The serum metabolic fingerprint in established RA was clearly distinct from that of healthy controls. In early arthritis, we were able to stratify the patients according to the level of current inflammation, with C-reactive protein correlating with metabolic differences in 2 separate groups (P < 0.001). Lactate and lipids were important discriminators of inflammatory burden in both early arthritis patient groups. The sensitivities and specificities of models to predict the development of either RA or persistent arthritis in patients with early arthritis were low.
The metabolic fingerprint reflects inflammatory disease activity in patients with synovitis, demonstrating that underlying inflammatory processes drive significant changes in metabolism that can be measured in the peripheral blood. The identification of metabolic alterations may provide insights into disease mechanisms operating in patients with inflammatory arthritis.

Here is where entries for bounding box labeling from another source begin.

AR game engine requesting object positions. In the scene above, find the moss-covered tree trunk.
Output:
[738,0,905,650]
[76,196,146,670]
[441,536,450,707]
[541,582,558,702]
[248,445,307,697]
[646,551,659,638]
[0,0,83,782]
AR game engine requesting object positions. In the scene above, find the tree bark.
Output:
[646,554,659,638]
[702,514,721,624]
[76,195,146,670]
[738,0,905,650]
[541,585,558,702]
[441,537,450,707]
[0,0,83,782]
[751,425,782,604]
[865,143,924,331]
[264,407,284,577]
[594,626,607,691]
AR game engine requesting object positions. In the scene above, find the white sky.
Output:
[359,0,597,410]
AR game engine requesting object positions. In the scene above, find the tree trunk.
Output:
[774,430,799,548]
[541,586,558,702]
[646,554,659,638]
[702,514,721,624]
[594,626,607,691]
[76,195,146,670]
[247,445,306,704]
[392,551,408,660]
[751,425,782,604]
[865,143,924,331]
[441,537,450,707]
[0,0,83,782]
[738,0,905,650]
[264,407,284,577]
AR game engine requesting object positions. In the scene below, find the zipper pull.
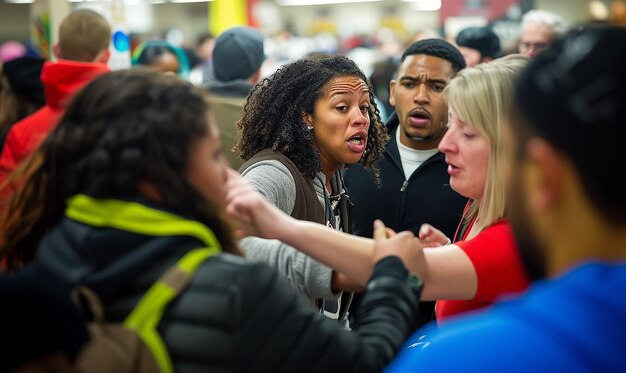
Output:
[400,180,409,192]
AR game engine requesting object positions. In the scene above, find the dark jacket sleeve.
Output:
[233,257,419,372]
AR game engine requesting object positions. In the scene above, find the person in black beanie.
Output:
[0,56,46,152]
[203,26,265,170]
[456,26,500,67]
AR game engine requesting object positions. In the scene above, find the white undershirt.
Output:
[396,127,439,180]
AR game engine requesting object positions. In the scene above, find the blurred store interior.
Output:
[0,0,626,77]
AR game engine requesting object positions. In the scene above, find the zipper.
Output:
[400,180,409,192]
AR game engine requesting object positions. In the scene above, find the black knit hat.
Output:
[456,27,500,58]
[515,26,626,219]
[212,26,265,82]
[2,56,46,106]
[400,39,466,71]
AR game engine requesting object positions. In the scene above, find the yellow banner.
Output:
[209,0,248,36]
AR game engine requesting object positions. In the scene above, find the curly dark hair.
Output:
[235,54,388,178]
[0,68,237,268]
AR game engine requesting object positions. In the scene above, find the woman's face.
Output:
[305,76,371,173]
[439,110,490,199]
[186,114,230,211]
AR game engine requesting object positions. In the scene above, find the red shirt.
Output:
[435,219,530,323]
[0,60,109,198]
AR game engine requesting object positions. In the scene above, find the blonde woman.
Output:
[228,55,529,321]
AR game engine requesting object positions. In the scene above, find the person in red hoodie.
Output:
[0,9,111,189]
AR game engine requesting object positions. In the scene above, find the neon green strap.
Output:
[124,248,212,372]
[65,194,221,251]
[65,194,221,372]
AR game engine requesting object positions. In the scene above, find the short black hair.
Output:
[400,39,467,72]
[456,26,500,58]
[512,26,626,222]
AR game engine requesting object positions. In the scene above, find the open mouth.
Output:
[348,134,365,145]
[409,109,430,121]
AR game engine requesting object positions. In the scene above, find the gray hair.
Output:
[522,9,569,39]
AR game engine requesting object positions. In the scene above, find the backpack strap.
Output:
[65,194,222,372]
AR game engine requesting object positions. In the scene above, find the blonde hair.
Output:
[446,54,531,226]
[59,9,111,62]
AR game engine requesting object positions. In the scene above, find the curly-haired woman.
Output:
[0,68,420,372]
[237,54,387,321]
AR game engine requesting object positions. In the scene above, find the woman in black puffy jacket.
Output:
[0,69,419,372]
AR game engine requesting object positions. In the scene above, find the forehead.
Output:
[398,54,454,79]
[321,76,369,96]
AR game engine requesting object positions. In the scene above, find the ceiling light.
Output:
[276,0,382,6]
[402,0,441,11]
[170,0,213,3]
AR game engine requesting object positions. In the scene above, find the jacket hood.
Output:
[36,198,206,299]
[41,60,110,109]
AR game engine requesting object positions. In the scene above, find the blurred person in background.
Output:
[0,9,111,196]
[0,40,27,67]
[189,32,215,85]
[0,56,46,150]
[455,26,500,67]
[519,10,568,57]
[203,26,265,169]
[132,40,189,80]
[386,27,626,373]
[237,54,387,327]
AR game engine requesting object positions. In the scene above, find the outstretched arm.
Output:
[227,171,477,300]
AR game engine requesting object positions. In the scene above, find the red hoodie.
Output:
[0,60,109,187]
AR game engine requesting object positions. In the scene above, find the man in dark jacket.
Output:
[344,39,467,321]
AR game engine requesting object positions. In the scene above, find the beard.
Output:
[507,171,547,281]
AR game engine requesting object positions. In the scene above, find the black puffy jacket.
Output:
[30,201,418,372]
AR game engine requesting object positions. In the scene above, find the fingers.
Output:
[374,219,387,240]
[418,224,433,239]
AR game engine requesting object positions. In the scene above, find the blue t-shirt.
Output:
[385,262,626,373]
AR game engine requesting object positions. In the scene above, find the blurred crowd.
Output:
[0,5,626,372]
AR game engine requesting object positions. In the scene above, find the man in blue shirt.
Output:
[377,26,626,372]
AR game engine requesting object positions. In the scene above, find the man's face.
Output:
[519,24,554,57]
[504,118,546,281]
[389,54,454,150]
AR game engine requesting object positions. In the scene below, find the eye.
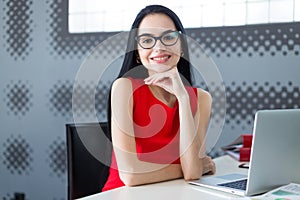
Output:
[139,37,154,44]
[163,32,178,41]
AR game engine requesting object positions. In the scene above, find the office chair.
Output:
[66,122,111,200]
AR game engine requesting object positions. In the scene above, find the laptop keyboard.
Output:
[218,179,247,190]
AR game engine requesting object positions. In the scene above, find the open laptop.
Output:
[189,109,300,196]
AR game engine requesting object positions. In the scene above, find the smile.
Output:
[151,56,171,61]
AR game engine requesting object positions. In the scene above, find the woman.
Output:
[103,5,215,191]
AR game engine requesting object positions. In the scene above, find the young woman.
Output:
[103,5,215,191]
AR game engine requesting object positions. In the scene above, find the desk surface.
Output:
[80,156,247,200]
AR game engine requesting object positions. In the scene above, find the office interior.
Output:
[0,0,300,200]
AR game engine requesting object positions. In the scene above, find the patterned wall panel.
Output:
[48,80,111,121]
[4,80,34,117]
[226,81,300,130]
[188,23,300,57]
[3,135,34,175]
[46,137,67,181]
[3,0,34,60]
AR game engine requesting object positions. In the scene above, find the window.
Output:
[68,0,300,33]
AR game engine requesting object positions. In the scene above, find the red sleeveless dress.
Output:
[102,79,197,191]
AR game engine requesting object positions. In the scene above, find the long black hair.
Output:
[107,5,192,140]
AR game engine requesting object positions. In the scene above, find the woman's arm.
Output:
[145,67,215,180]
[178,89,213,180]
[111,78,183,186]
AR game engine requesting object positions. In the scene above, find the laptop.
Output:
[189,109,300,196]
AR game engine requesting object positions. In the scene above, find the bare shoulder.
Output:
[112,78,132,96]
[197,88,212,105]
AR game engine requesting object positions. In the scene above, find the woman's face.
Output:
[137,14,181,75]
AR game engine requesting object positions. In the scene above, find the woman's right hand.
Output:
[200,156,216,175]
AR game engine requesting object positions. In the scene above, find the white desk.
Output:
[80,156,247,200]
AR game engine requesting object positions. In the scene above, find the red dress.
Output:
[102,79,197,191]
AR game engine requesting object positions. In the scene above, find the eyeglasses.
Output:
[135,31,181,49]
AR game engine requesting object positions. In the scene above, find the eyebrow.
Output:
[137,29,177,37]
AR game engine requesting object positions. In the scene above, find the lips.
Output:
[151,55,171,62]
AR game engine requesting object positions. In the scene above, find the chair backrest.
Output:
[66,122,111,200]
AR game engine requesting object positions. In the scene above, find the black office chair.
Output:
[66,122,111,200]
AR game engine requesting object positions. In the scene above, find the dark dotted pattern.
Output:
[196,82,300,129]
[47,138,67,179]
[3,0,33,60]
[4,81,33,116]
[49,81,110,119]
[226,82,300,129]
[3,135,33,175]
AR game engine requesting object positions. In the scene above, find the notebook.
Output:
[189,109,300,196]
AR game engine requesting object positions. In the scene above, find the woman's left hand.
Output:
[144,67,187,98]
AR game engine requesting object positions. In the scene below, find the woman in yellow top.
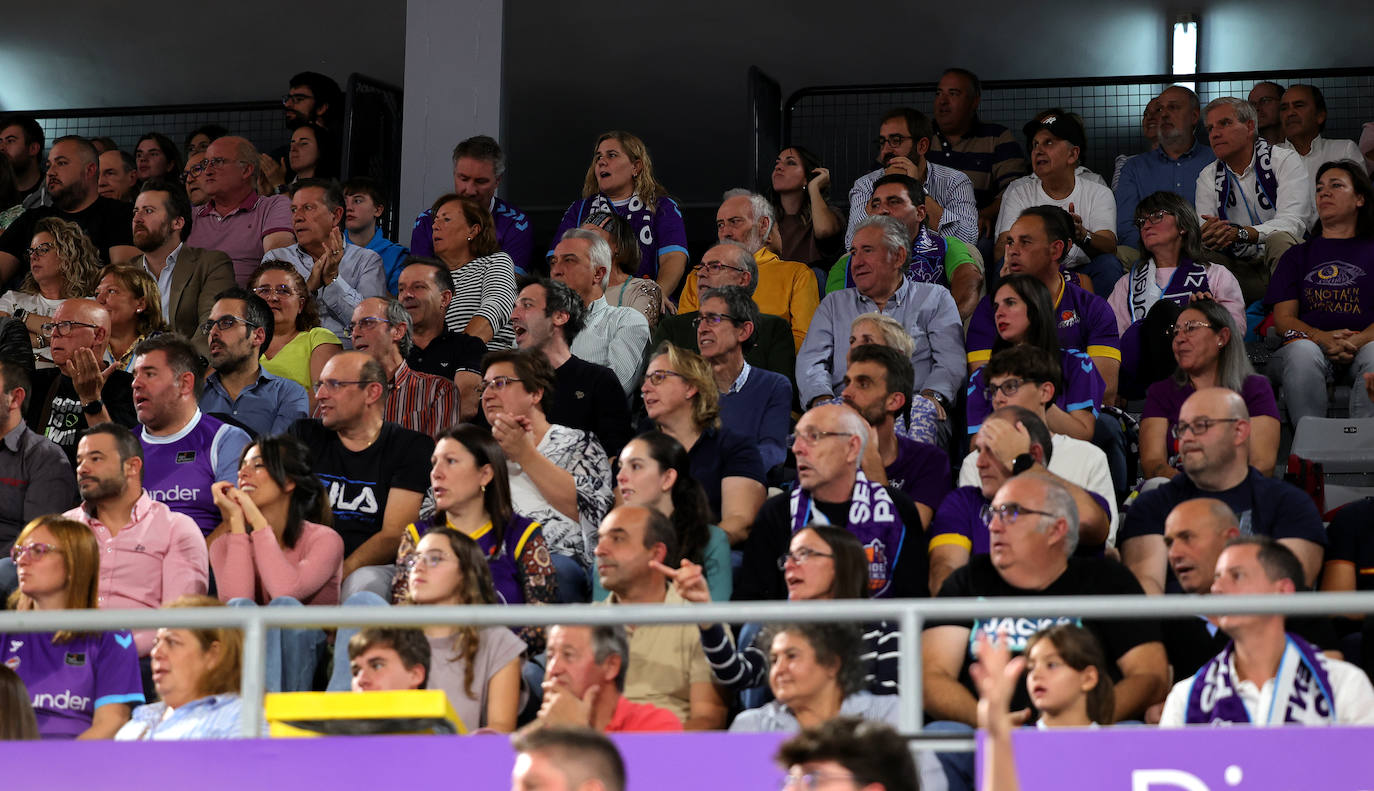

炎症性关节炎与包括代谢改变在内的全身表现相关。我们使用基于核磁共振(NMR)波谱的代谢组学方法来评估类风湿关节炎(RA)确诊患者和早期关节炎患者血清中的代谢指纹图谱。
收集新诊断的未使用过改善病情抗风湿药物的RA确诊患者、匹配的健康对照以及2组病程≤3个月的滑膜炎患者的血清样本,这些患者的结局在临床随访时确定。使用一维(1)H-NMR波谱评估血清代谢组学谱。识别有鉴别意义的代谢物,并检查代谢组学谱与包括结局在内的临床变量之间的关系。
确诊RA患者的血清代谢指纹图谱与健康对照明显不同。在早期关节炎患者中,我们能够根据当前炎症水平对患者进行分层,C反应蛋白与两个不同组的代谢差异相关(P<0.001)。乳酸和脂质是两个早期关节炎患者组炎症负担的重要判别指标。预测早期关节炎患者发生RA或持续性关节炎的模型的敏感性和特异性较低。
代谢指纹图谱反映了滑膜炎患者的炎症疾病活动,表明潜在的炎症过程驱动了可在外周血中测量的显著代谢变化。代谢改变的识别可能为炎症性关节炎患者的疾病机制提供见解。